Justin Kitzes | Data Science Lessons home setup github contact

Scientific Programming Basics

The purpose of this section is to teach you the basic, core concepts of programming that transcend languages, how they fit together, and how you can use them to become a better scientist. Although these lessons use Python to teach these concepts, they are applicable to nearly all programming languages that you might use for your scientific work.

We (the instructors) recognize that you all unavoidably have come with very different backgrounds in Python programming. We expect that some of you may be familiar with basic Python, while a few of you of you have experience with additional modules such as numpy and scipy — for those in that latter category, this section of the lessons may not be as novel as the other sections. However, we hope that the method of presentation will help to solidify your existing knowledge. We also encourage you to take the opportunity to ask the instructors and volunteers about more advanced techniques that you might have heard of but do not know how to use well.

For those who have no (or almost no) background in programming in any language, you may find that these lessons proceed quickly. We encourage you to make liberal use of the helpful volunteers as we proceed through these lessons. You may also wish to consider working together with a partner to complete the exercises as a team.

Regardless of your background, you will probably feel like trying to take in all of this material is like trying to drink from a firehose. That’s OK - the idea is to introduce you to a wide variety of topics, with the hope that you (a) will get to reinforce the most important concepts during exercises, and (b) will be able to come back to these materials later to continue mastering the concepts.

The Seven Core Concepts

These lessons are organized around the seven core elements shared by all programming languages:

  1. Individual things (the number 2, the string ‘hello’, a figure)
  2. Commands that operate on things (the + symbol, the len function)
  3. Groups of things (lists, arrays, tuples, dictionaries)
  4. Ways to repeat yourself (for and while loops)
  5. Ways to make choices (if and try statements)
  6. Ways to create chunks (functions, objects/classes, modules)
  7. Ways to combine chunks (function composition)

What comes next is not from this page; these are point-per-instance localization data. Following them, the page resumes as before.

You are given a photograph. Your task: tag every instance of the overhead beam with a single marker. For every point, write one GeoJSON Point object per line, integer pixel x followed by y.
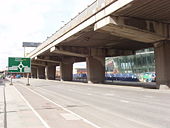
{"type": "Point", "coordinates": [46, 60]}
{"type": "Point", "coordinates": [117, 27]}
{"type": "Point", "coordinates": [64, 52]}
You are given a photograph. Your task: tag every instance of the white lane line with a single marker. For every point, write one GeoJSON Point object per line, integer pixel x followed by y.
{"type": "Point", "coordinates": [124, 101]}
{"type": "Point", "coordinates": [109, 94]}
{"type": "Point", "coordinates": [89, 94]}
{"type": "Point", "coordinates": [35, 112]}
{"type": "Point", "coordinates": [85, 120]}
{"type": "Point", "coordinates": [148, 96]}
{"type": "Point", "coordinates": [69, 116]}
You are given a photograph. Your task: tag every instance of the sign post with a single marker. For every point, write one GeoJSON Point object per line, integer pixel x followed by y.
{"type": "Point", "coordinates": [19, 65]}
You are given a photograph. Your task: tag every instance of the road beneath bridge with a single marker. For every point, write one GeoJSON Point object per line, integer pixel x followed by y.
{"type": "Point", "coordinates": [101, 106]}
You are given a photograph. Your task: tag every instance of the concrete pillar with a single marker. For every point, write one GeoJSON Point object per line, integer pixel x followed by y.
{"type": "Point", "coordinates": [162, 63]}
{"type": "Point", "coordinates": [50, 72]}
{"type": "Point", "coordinates": [41, 72]}
{"type": "Point", "coordinates": [66, 71]}
{"type": "Point", "coordinates": [34, 72]}
{"type": "Point", "coordinates": [95, 69]}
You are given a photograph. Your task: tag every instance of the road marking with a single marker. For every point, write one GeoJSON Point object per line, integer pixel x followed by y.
{"type": "Point", "coordinates": [35, 112]}
{"type": "Point", "coordinates": [89, 94]}
{"type": "Point", "coordinates": [69, 116]}
{"type": "Point", "coordinates": [124, 101]}
{"type": "Point", "coordinates": [109, 94]}
{"type": "Point", "coordinates": [85, 120]}
{"type": "Point", "coordinates": [148, 96]}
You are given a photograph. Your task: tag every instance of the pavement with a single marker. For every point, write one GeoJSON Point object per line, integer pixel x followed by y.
{"type": "Point", "coordinates": [24, 112]}
{"type": "Point", "coordinates": [54, 104]}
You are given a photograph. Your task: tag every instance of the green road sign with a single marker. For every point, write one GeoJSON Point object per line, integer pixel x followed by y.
{"type": "Point", "coordinates": [19, 65]}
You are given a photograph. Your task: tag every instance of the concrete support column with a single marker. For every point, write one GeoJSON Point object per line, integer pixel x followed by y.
{"type": "Point", "coordinates": [34, 72]}
{"type": "Point", "coordinates": [162, 62]}
{"type": "Point", "coordinates": [66, 71]}
{"type": "Point", "coordinates": [41, 72]}
{"type": "Point", "coordinates": [95, 69]}
{"type": "Point", "coordinates": [50, 72]}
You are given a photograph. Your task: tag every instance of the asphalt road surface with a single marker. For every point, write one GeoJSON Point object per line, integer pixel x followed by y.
{"type": "Point", "coordinates": [100, 106]}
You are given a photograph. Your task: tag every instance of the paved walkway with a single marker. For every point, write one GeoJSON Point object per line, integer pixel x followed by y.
{"type": "Point", "coordinates": [24, 109]}
{"type": "Point", "coordinates": [18, 113]}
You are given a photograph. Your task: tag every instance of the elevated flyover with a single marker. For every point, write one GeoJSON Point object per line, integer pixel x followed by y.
{"type": "Point", "coordinates": [107, 28]}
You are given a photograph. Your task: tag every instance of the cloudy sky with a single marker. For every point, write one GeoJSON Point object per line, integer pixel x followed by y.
{"type": "Point", "coordinates": [32, 21]}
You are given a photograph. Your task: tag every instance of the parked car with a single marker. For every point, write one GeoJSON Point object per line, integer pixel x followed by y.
{"type": "Point", "coordinates": [18, 76]}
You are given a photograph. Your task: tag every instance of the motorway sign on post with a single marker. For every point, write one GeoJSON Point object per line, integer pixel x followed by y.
{"type": "Point", "coordinates": [19, 65]}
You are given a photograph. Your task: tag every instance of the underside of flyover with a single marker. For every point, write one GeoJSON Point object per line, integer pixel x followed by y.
{"type": "Point", "coordinates": [140, 24]}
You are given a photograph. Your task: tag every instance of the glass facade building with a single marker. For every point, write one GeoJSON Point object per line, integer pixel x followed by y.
{"type": "Point", "coordinates": [142, 61]}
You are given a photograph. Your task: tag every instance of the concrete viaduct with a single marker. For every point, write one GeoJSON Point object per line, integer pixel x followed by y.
{"type": "Point", "coordinates": [107, 28]}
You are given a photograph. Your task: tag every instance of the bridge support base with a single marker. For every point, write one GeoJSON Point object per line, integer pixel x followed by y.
{"type": "Point", "coordinates": [34, 72]}
{"type": "Point", "coordinates": [95, 69]}
{"type": "Point", "coordinates": [41, 72]}
{"type": "Point", "coordinates": [66, 71]}
{"type": "Point", "coordinates": [162, 62]}
{"type": "Point", "coordinates": [50, 72]}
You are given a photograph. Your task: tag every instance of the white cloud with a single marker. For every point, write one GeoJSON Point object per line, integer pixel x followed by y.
{"type": "Point", "coordinates": [32, 20]}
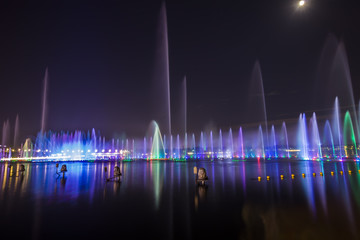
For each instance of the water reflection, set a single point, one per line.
(165, 196)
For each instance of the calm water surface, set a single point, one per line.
(160, 200)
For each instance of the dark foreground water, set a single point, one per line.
(160, 200)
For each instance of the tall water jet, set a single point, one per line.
(273, 142)
(336, 127)
(184, 101)
(231, 145)
(145, 149)
(286, 139)
(342, 85)
(211, 145)
(16, 131)
(221, 149)
(349, 137)
(260, 150)
(201, 147)
(178, 153)
(162, 76)
(257, 106)
(6, 133)
(194, 145)
(27, 149)
(157, 148)
(241, 144)
(171, 147)
(315, 137)
(44, 102)
(329, 140)
(302, 137)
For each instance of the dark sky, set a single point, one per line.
(101, 58)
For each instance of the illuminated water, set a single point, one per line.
(160, 200)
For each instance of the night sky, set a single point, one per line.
(101, 57)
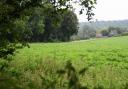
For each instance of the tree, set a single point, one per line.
(11, 10)
(86, 32)
(69, 25)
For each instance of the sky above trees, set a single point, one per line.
(108, 10)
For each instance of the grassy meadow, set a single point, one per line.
(105, 58)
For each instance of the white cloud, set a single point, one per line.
(109, 10)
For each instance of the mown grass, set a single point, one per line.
(105, 58)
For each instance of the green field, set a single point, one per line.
(107, 59)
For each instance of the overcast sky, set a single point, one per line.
(108, 10)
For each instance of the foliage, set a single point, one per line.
(11, 10)
(69, 26)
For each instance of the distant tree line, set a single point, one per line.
(45, 29)
(86, 32)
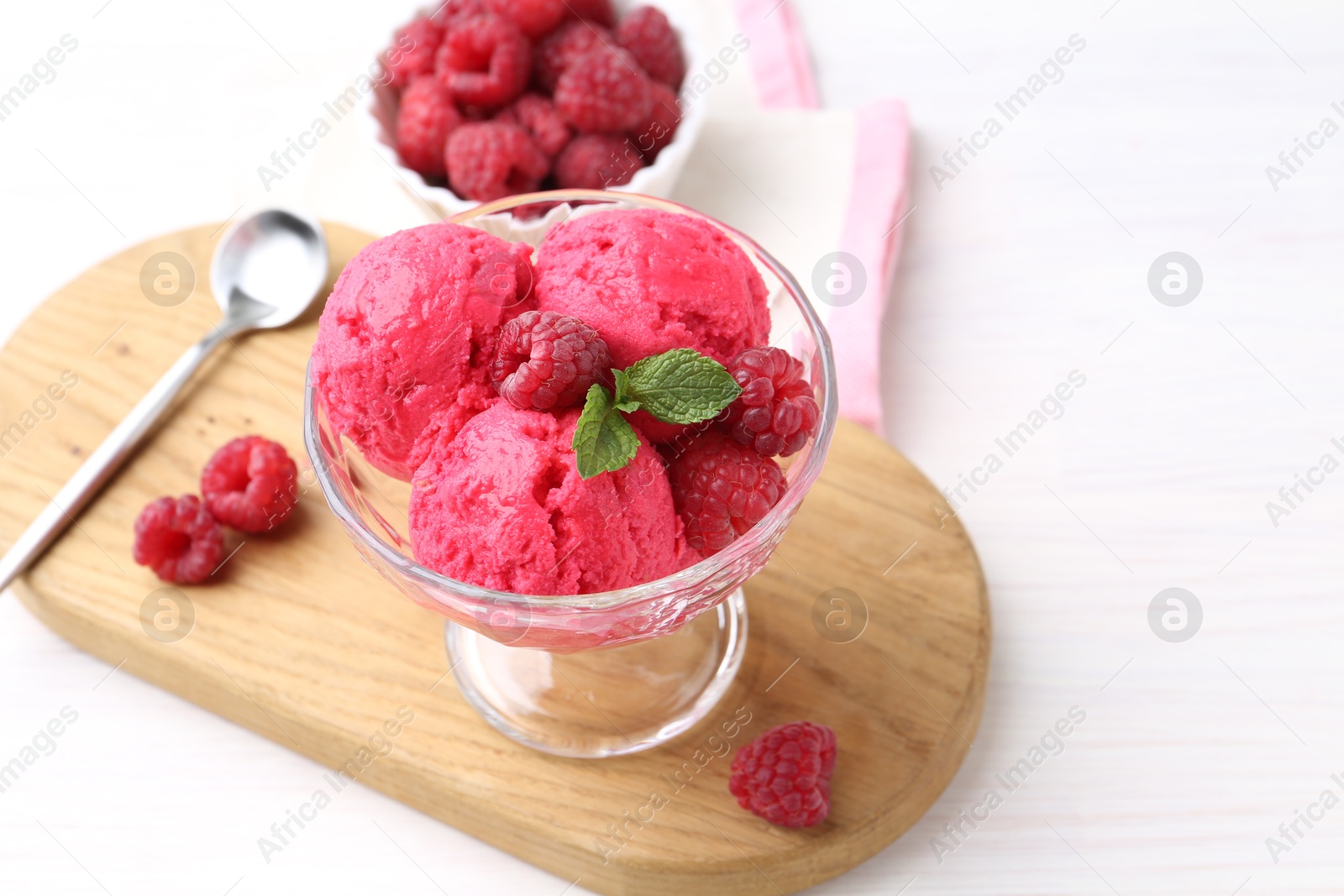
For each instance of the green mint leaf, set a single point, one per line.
(604, 439)
(622, 392)
(680, 385)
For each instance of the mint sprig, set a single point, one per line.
(680, 385)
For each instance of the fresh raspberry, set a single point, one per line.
(538, 117)
(784, 775)
(722, 490)
(660, 125)
(423, 123)
(534, 16)
(178, 539)
(490, 160)
(250, 484)
(597, 161)
(484, 60)
(604, 92)
(559, 49)
(776, 412)
(649, 36)
(596, 11)
(456, 11)
(548, 360)
(413, 51)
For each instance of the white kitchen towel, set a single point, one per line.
(822, 190)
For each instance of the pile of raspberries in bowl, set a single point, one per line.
(491, 98)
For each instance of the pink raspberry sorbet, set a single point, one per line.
(503, 506)
(405, 343)
(651, 281)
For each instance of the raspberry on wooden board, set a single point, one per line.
(784, 775)
(178, 539)
(250, 484)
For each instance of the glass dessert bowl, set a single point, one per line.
(591, 674)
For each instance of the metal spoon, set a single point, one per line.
(266, 271)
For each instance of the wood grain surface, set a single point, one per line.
(300, 641)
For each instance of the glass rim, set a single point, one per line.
(687, 578)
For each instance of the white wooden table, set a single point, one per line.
(1030, 264)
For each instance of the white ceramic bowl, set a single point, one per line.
(656, 181)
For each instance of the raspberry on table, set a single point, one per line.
(423, 123)
(722, 490)
(604, 92)
(250, 484)
(534, 16)
(559, 49)
(649, 36)
(660, 125)
(548, 360)
(178, 539)
(538, 117)
(596, 11)
(597, 161)
(784, 775)
(490, 160)
(413, 51)
(484, 60)
(777, 411)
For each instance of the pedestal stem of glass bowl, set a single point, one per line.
(609, 701)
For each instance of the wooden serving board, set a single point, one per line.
(304, 644)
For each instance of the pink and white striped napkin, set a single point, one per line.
(806, 181)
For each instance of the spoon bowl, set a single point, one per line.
(277, 258)
(268, 270)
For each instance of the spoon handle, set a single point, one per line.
(107, 458)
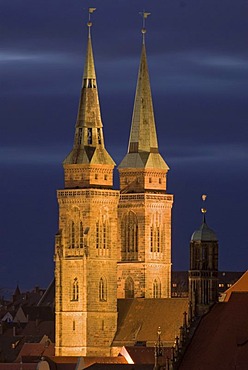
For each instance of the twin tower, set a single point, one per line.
(111, 244)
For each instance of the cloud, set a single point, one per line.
(18, 56)
(218, 153)
(32, 155)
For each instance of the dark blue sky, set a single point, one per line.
(198, 61)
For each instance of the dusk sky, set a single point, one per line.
(198, 61)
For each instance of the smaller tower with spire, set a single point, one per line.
(203, 274)
(144, 268)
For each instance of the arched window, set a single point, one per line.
(81, 235)
(102, 290)
(75, 230)
(156, 289)
(102, 235)
(156, 234)
(72, 234)
(130, 236)
(129, 288)
(75, 290)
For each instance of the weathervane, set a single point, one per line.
(89, 24)
(144, 16)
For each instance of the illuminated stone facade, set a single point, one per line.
(110, 244)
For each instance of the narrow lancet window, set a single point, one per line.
(75, 290)
(129, 288)
(89, 137)
(130, 236)
(102, 290)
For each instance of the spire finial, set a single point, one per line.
(144, 16)
(203, 209)
(89, 24)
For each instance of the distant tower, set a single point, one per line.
(86, 244)
(144, 268)
(203, 274)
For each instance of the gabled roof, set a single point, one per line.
(136, 324)
(221, 340)
(240, 286)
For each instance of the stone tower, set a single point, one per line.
(86, 243)
(203, 274)
(144, 267)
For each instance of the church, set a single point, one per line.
(113, 247)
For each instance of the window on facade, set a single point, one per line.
(75, 290)
(156, 289)
(89, 136)
(80, 132)
(155, 239)
(102, 235)
(72, 236)
(99, 139)
(130, 236)
(75, 230)
(81, 235)
(129, 288)
(102, 290)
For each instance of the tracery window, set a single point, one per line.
(102, 290)
(75, 290)
(130, 236)
(75, 230)
(156, 235)
(156, 289)
(102, 235)
(129, 288)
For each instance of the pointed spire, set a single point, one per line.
(88, 145)
(143, 144)
(89, 67)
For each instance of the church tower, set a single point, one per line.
(86, 243)
(144, 267)
(203, 274)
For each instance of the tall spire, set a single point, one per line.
(143, 145)
(88, 147)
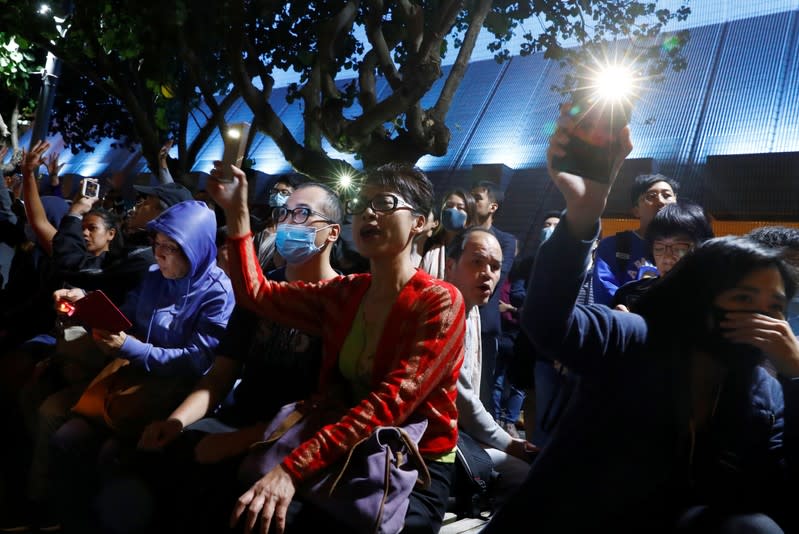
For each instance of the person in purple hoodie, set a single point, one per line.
(179, 312)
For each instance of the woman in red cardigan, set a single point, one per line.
(393, 339)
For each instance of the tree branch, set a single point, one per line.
(458, 69)
(380, 48)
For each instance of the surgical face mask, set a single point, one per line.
(453, 219)
(276, 200)
(546, 233)
(297, 243)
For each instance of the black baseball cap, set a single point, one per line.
(170, 194)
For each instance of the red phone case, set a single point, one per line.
(96, 310)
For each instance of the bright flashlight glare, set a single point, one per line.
(345, 180)
(615, 82)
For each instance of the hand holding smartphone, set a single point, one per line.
(235, 139)
(90, 188)
(600, 109)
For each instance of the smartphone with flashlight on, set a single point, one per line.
(235, 146)
(601, 106)
(90, 188)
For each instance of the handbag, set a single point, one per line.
(126, 398)
(369, 489)
(475, 478)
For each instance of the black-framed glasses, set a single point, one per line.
(281, 192)
(381, 203)
(299, 215)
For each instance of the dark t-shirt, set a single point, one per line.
(281, 364)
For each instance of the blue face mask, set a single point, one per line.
(297, 243)
(276, 200)
(546, 233)
(452, 219)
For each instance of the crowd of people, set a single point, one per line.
(643, 382)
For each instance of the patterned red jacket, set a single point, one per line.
(416, 367)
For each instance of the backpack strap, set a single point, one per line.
(624, 247)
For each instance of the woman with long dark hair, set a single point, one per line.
(674, 426)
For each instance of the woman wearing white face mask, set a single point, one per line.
(457, 214)
(393, 341)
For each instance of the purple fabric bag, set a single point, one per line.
(369, 489)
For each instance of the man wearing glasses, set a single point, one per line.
(275, 365)
(264, 224)
(620, 257)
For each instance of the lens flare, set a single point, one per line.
(614, 83)
(345, 181)
(233, 133)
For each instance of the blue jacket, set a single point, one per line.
(177, 324)
(607, 277)
(624, 456)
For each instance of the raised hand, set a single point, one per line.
(53, 167)
(232, 197)
(34, 159)
(585, 199)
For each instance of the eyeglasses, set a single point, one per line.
(379, 204)
(281, 192)
(678, 249)
(652, 196)
(299, 215)
(167, 249)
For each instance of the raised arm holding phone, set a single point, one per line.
(674, 426)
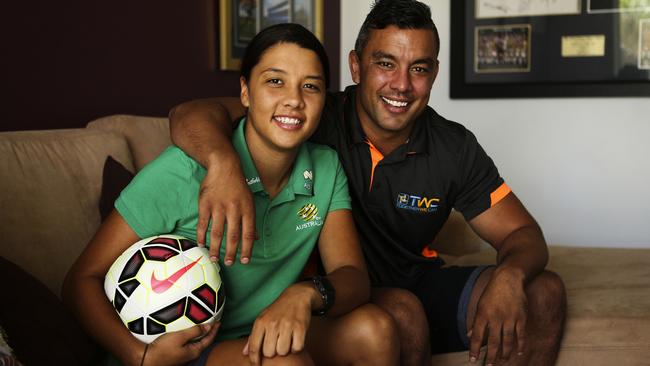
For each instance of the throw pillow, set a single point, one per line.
(42, 331)
(114, 179)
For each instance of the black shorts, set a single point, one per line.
(445, 294)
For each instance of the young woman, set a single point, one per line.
(301, 199)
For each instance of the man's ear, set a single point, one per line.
(243, 95)
(355, 66)
(436, 68)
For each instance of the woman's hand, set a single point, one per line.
(178, 348)
(281, 328)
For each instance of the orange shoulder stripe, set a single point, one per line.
(499, 193)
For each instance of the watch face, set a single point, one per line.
(327, 293)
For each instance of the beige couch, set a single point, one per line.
(51, 183)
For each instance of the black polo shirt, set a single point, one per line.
(401, 201)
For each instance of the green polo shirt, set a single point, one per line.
(163, 198)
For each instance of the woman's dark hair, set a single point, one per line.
(404, 14)
(283, 33)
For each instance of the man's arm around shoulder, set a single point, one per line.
(203, 130)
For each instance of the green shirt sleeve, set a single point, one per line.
(340, 194)
(157, 198)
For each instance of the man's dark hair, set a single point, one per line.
(404, 14)
(283, 33)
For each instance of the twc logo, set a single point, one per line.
(309, 214)
(419, 204)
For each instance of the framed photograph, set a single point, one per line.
(549, 48)
(240, 20)
(502, 48)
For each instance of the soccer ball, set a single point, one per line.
(163, 284)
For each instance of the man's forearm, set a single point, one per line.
(523, 254)
(203, 129)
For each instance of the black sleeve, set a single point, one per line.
(479, 177)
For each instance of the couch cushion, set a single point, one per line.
(114, 179)
(50, 186)
(147, 136)
(40, 329)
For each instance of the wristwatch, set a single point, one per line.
(327, 293)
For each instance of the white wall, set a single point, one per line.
(581, 166)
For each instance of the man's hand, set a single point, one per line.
(500, 318)
(178, 348)
(225, 199)
(281, 328)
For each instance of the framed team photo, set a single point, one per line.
(502, 49)
(543, 48)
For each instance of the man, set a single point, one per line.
(407, 167)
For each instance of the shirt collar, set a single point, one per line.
(301, 180)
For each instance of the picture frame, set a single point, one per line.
(541, 48)
(240, 20)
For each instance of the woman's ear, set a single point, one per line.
(355, 66)
(244, 92)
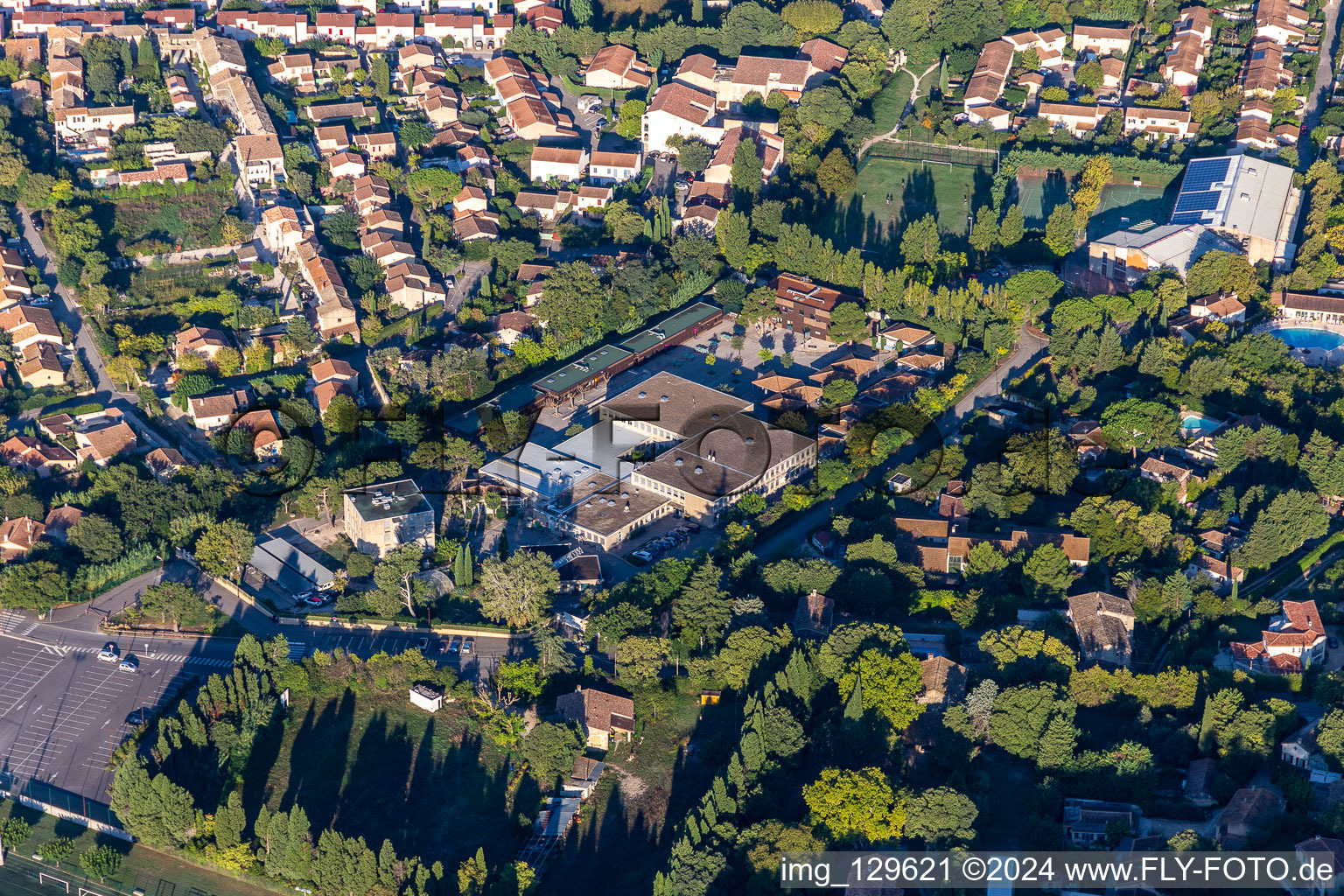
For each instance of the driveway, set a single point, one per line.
(1324, 70)
(1031, 348)
(66, 309)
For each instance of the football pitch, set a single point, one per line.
(892, 192)
(1123, 206)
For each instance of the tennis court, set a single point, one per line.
(1123, 206)
(892, 192)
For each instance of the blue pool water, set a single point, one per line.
(1309, 338)
(1199, 422)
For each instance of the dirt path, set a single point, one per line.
(910, 103)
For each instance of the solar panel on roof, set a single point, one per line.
(1198, 202)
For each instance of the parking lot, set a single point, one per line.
(63, 712)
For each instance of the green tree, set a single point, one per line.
(836, 175)
(551, 748)
(1012, 228)
(518, 590)
(1047, 572)
(396, 578)
(848, 323)
(857, 806)
(694, 155)
(223, 549)
(97, 537)
(702, 610)
(1060, 230)
(941, 816)
(920, 243)
(631, 118)
(172, 602)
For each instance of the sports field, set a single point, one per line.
(892, 192)
(1123, 206)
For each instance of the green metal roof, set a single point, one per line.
(684, 318)
(581, 369)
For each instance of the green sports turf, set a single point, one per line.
(1123, 206)
(869, 220)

In practice, the lines between these categories can be blurry — for example, a string in Python actually mixes some characteristics of a thing, a group, and a “chunk”. It’s important to remember that these distinctions provide a conceptual framework that will help you, the programmer, to make sense of your programs. In the lessons below, we’ll focus on the first six of these steps, as the seventh isn’t as common in scientific Python and is a bit more conceptually advanced than the others.

Don’t worry if you don’t already know what all of the above examples mean — you’ll know by the end of this lesson.

The Lesson Files

Our Python lessons are divided into two main parts. In Scientific Programming I, we’ll walk through these steps using a simple example of calculating time series data using a difference equation. This lesson will introduce you to the concepts described above and show how they can help structure your thinking about programming. In Scientific Programming II, we’ll follow the same steps again, but using a more complex and real-life example of reading and analyzing a small data set. There’s also an extra lesson below with some helpful tips on making publication-quality plots.

Each of these lessons relies on several files that you should download and save in an easily accessible location on your hard drive (perhaps a folder on your Desktop). Make sure that when you save each file in your browser, the appropriate file extention (i.e., .ipynb) is retained.

During the workshop, you should open and fill out the Student Notebooks below — the Master Notebook is the same as the Student Notebook but has the answers to all of the exercises filled in. Feel free to review the Master Notebooks if you’re stuck or if you are reviewing the lessons outside of a workshop.

Starting a Jupyter Notebook

To learn about these core concepts and the Python language, we’ll start off by working within a Jupyter notebook. These notebooks are not just for teaching — many scientists, myself included, use them as part of our “regular” software development process.

To start up a notebook, open a Terminal window and navigate to the folder containing the Jupyter notebook files that you wish to open. Once in the directory, run the command jupyter notebook, which will launch a local webserver and open your default browser. From there you can open an existing notebook, create a new notebook, and start working.

Note that if you are on a Windows machine, this command may not run under Git Bash. If it doesn’t, open a Command Prompt (click on the Start menu and type cmd in the search box or click on Run then type cmd), navigate to the appropriate directory, then run the command ipython notebook.